Kwon, Y. Y.; Liang, Y.; Gomez-Jenkins, M.; Ahmed, M.; Jiang, G.; Hsiang, J.; Lewis, D.; Janowitz, T.; Goncalves, M. D.; White, E.; Hui, S.

Cancer cachexia is an involuntary weight loss condition characterized by systemic metabolic disorder. A comprehensive flux characterization of this condition however is lacking. Here, we systematically isotope traced eight major circulating nutrients in mice bearing cachectic C26 tumors (cxC26) and food intake-matched mice bearing non-cachectic C26 tumors (ncxC26). We found no difference in whole-body lipolysis and proteolysis, ketogenesis, or fatty acid and ketone oxidation by tissues between the two groups. In contrast, compared to ncxC26 mice ad libitum, glucose turnover flux decreased in food intake-controlled ncxC26 mice but not in cxC26 mice.
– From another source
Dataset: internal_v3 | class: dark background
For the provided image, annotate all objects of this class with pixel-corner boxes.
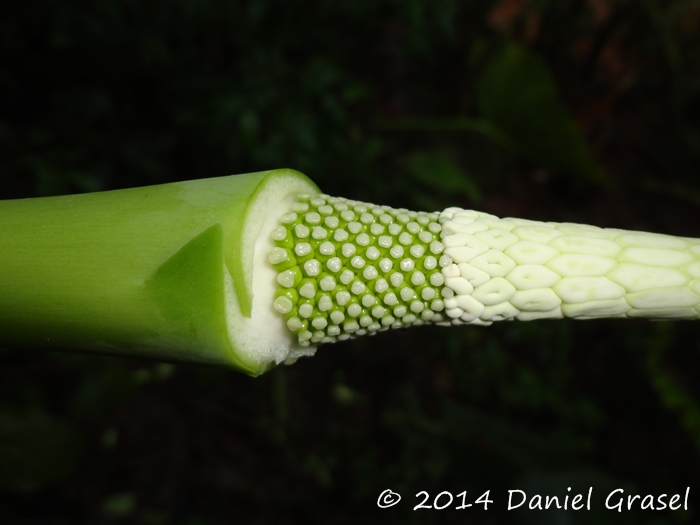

Similarly, sustained glucose turnover flux was observed in two autochthonous cancer cachexia models despite reduced food intake. We identified glutamine and alanine as responsible for sustained glucose production and tissues with altered use of glucose and lactate in cxC26 mice. We provide a comprehensive view of metabolic alterations in cancer cachexia revealing those distinct from decreased nutrient intake.